Jean de la Hoese (1846, in Molenbeek-Saint-Jean â 1917, in Saint-Josse-ten-Noode) was a Belgian painter of portraits, landscapes and genre scenes.
Jean De la Hoese's father worked as a graphic designer at the Militair Kartografisch Instituut.
Jean De la Hoese was a pupil of Auguste De Keyser (1859) and, from 1859 until 1870, of the Brussels Academy of Fine Arts. His early works were very academic, but later on he evolved to a freer style.
This painter of aristocratic female beauty was a master portrait painter who depicted several masterpieces, including the portrait of his father which is exhibited in the Brussels Royal Museum of Fine Arts.
De la Hoese painted landscapes and genre scenes with elegant ladies in interiors (at the beginning of his career with an emphasis on the representation of fabrics, in the line of Florent Willems).

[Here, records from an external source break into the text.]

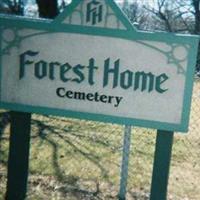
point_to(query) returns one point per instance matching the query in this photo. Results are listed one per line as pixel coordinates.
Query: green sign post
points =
(91, 63)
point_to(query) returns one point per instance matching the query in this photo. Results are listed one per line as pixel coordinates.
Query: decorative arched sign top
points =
(91, 63)
(95, 13)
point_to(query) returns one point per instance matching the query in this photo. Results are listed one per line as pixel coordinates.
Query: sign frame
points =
(130, 33)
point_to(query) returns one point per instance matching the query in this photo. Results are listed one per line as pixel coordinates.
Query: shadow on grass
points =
(44, 132)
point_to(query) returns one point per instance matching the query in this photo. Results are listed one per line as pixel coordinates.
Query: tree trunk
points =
(47, 8)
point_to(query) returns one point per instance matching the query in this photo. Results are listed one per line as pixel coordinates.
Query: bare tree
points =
(12, 7)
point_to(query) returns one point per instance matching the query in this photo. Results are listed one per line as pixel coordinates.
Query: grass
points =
(77, 159)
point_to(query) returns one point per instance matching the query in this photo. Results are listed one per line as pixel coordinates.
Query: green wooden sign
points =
(91, 63)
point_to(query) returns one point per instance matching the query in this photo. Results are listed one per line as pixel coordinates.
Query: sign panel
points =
(91, 63)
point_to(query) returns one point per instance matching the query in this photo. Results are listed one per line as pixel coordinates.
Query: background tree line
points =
(178, 16)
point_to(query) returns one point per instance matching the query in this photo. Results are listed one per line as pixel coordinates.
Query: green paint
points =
(164, 142)
(125, 163)
(189, 43)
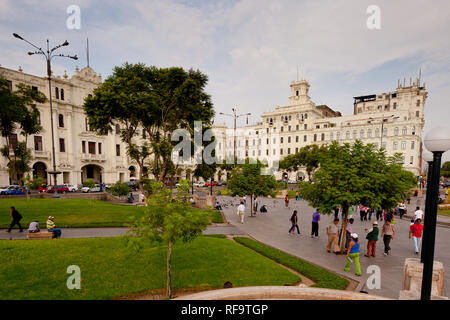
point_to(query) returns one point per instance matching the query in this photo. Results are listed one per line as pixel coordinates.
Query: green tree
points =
(356, 174)
(18, 112)
(168, 218)
(308, 156)
(247, 180)
(156, 101)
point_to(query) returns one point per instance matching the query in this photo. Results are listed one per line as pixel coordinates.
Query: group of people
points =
(34, 225)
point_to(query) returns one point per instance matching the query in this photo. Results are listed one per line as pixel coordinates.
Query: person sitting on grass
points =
(353, 253)
(51, 227)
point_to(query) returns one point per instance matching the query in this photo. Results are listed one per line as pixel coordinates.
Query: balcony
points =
(40, 154)
(89, 157)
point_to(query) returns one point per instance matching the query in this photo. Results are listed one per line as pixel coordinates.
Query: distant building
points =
(393, 121)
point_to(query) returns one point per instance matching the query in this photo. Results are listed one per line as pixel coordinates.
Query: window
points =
(61, 121)
(37, 143)
(62, 145)
(91, 147)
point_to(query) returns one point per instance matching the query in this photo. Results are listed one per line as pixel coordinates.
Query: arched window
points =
(61, 121)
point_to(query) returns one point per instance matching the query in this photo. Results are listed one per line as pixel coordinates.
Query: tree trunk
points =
(343, 230)
(169, 266)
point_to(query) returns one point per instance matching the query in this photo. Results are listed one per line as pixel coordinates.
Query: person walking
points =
(388, 233)
(315, 225)
(241, 211)
(16, 219)
(416, 231)
(372, 238)
(401, 209)
(51, 227)
(348, 232)
(353, 255)
(332, 233)
(294, 221)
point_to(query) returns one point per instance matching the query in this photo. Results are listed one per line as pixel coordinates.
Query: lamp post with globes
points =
(48, 57)
(428, 157)
(437, 141)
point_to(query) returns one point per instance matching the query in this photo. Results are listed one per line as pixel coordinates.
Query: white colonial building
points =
(393, 121)
(80, 153)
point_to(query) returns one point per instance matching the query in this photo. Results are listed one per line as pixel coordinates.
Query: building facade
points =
(393, 121)
(80, 153)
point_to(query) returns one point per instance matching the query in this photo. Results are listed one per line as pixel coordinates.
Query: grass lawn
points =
(322, 277)
(37, 269)
(74, 213)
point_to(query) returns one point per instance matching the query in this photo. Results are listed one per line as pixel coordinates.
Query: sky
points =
(250, 49)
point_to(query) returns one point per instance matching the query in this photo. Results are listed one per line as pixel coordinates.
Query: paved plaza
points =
(272, 228)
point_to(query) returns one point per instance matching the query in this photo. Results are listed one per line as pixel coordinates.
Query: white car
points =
(71, 187)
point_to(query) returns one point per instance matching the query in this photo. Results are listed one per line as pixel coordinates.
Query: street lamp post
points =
(437, 141)
(235, 116)
(48, 57)
(428, 157)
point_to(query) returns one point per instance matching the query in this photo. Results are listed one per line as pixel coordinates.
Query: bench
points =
(40, 235)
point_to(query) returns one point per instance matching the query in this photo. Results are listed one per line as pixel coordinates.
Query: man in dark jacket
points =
(16, 219)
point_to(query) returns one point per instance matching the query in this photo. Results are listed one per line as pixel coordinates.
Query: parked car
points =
(199, 184)
(59, 189)
(13, 190)
(71, 187)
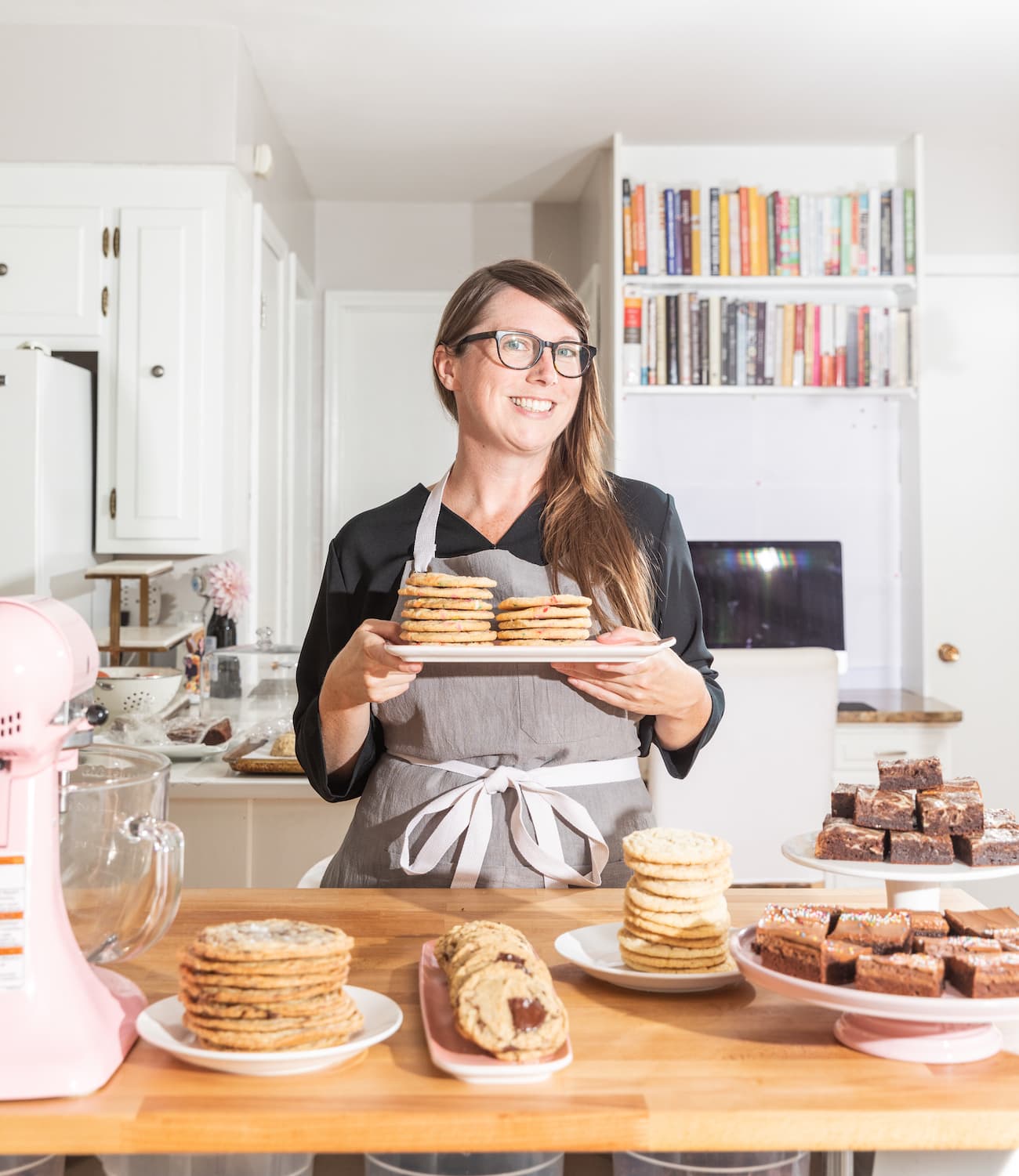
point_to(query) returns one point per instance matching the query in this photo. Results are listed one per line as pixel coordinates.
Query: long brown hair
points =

Most of his portraits are presentations of important members of Belgium's higher social classes and highly educated. They express an exceptional unconventional liveliness. The Belgian Government commissioned him to paint the posthumously portrait of Queen Louise-Marie for the Palace of the Nation, the seat of the Belgian Federal Parliament.
Jean De la Hoese lived at 66, rue Potagère/Warmoesstraat in Brussels (Saint-Josse-ten-Noode).
A street in Brussels (Molenbeek-Saint-Jean) is named after him.